Sparking Peace, Practicing Resurrection
A Book Review
Wendell Berry’s Manifesto: The Mad Farmer Liberation Front is one of those works that I return to over and over again. So many lines from this poem have spoken to me over the years, but here as Easter approaches, I think the most significant gift it has given me are the last two words: “Practice resurrection.” I think I finally “got it” when I began imagining resurrection as something I can practice and do rather than some far-fetched, 2000 year old story, isolated in time and space. The resurrection became more than just a story to “believe” in and hope will happen to me and everyone I love, too, when we die. It was through a living practice of action verb resurrection that I really came to believe in it.
Perhaps my most profound experience of practicing resurrection has been through the Guns to Gardens movement, a swords to ploughshares ministry allowing people to transform their instruments of death into life-giving garden tools. The resurrective power of this work reverberates well beyond the newly forged metal; it breathes new life into communities, hearts and minds, our collective grief and hopelessness. It reorients us towards a practice of resurrection in all aspects of our life, too.
Which is what the newly released children’s book, Sparking Peace, by Teresa Kim Pecinovksy and Hannah Rose Martin, points to: the possibilities for emergent new life all around us. The book involves a Guns to Gardens community event, where the dad in the story explains to his child that they are changing “something sad, something that breaks our hearts” into something new. (When I read it with my 6 year old, she lit up in recognition at the blacksmithing part: “Mom! That’s what you do!”)
But the story really centers on a relationship between the child and a neighbor. It demonstrates how new life can spring forth from restorative justice, after the child accidentally breaks the neighbor’s window with a ball. It hints at the sadness and broken hearts we all carry from time to time and how relationship can make something new from even those places of despair. It shows the ways new life emerges from death in compost and gardening. And it invites children and adult readers alike to ask questions and create their own newness through the experience of Sparking Peace. To that end, it also contains helpful discussion prompts and guidance for talking about gun violence with children at the back.

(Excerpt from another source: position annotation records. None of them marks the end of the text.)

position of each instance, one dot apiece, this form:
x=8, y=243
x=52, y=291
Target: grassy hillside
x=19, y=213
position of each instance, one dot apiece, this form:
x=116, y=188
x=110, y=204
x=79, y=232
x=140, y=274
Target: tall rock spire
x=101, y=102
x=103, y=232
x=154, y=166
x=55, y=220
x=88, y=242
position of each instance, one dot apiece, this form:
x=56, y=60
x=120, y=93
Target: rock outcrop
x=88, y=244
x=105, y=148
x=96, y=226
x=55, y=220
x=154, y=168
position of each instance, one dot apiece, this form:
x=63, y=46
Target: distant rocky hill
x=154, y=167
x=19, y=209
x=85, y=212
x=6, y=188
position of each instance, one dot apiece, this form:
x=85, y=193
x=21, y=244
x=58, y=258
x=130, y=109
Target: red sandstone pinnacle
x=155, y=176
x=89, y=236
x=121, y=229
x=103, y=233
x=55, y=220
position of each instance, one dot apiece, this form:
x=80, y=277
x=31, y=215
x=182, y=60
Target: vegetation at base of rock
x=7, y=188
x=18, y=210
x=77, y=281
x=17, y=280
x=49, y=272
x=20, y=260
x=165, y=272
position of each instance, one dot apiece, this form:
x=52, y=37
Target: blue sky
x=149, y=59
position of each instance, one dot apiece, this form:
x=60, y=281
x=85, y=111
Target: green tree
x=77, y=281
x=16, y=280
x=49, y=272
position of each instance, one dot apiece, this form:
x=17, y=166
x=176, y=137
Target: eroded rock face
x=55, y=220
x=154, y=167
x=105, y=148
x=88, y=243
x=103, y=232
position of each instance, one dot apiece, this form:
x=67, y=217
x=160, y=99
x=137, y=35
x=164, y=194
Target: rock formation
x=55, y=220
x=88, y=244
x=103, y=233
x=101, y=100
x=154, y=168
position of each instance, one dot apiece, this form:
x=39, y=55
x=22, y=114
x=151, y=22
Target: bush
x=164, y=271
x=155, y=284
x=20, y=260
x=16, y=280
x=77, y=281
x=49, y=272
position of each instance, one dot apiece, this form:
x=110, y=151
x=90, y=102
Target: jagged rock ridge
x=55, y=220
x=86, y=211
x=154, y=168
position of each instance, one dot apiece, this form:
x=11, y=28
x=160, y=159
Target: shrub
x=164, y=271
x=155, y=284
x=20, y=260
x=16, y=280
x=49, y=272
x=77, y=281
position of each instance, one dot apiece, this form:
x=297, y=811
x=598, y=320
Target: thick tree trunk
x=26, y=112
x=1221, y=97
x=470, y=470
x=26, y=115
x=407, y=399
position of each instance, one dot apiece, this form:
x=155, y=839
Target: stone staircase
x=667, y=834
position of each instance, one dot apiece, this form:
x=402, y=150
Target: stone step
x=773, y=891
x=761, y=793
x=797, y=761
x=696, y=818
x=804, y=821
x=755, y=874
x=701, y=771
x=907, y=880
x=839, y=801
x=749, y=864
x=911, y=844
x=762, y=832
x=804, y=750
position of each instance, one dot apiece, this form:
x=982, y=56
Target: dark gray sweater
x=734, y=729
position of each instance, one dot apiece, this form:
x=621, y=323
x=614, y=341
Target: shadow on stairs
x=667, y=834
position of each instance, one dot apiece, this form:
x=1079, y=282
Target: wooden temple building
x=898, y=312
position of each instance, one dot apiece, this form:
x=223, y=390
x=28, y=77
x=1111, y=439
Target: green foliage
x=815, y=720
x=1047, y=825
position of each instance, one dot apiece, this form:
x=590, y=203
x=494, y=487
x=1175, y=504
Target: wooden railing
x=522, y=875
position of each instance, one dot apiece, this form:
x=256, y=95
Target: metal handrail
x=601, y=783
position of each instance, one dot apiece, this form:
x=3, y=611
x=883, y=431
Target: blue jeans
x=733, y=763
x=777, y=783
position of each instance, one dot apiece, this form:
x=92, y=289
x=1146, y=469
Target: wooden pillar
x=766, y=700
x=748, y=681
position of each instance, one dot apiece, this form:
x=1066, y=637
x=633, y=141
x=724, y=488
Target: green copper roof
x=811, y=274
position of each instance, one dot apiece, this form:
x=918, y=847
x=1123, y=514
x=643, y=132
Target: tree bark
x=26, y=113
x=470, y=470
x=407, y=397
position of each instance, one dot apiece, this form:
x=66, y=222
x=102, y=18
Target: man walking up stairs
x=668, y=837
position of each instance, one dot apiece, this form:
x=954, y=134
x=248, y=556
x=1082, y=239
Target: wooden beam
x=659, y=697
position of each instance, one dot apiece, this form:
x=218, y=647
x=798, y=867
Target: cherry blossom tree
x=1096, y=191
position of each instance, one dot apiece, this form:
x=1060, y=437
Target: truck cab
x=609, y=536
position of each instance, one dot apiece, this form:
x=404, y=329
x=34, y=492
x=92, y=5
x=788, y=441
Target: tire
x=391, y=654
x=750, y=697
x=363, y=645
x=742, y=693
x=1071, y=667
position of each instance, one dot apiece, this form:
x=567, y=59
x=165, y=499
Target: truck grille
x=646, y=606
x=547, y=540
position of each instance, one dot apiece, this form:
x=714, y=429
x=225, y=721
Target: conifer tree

This book is a practice of resurrection. It asks us to nurture the new life all around us, even in a death-riddled, broken world. With its beautiful illustrations by Gabhor Utomo and just lovely storytelling, it is a wonderful addition to any family, church, school, or community library.
Available now from Herald Press.




I ordered two copies when you first posted this, one for home and one for church. I'm glad to have this resource for our children's Sunday school classes in light of today's tragic shooting at FSU. It's one way to respond to evil with creativity and keep nurturing new life.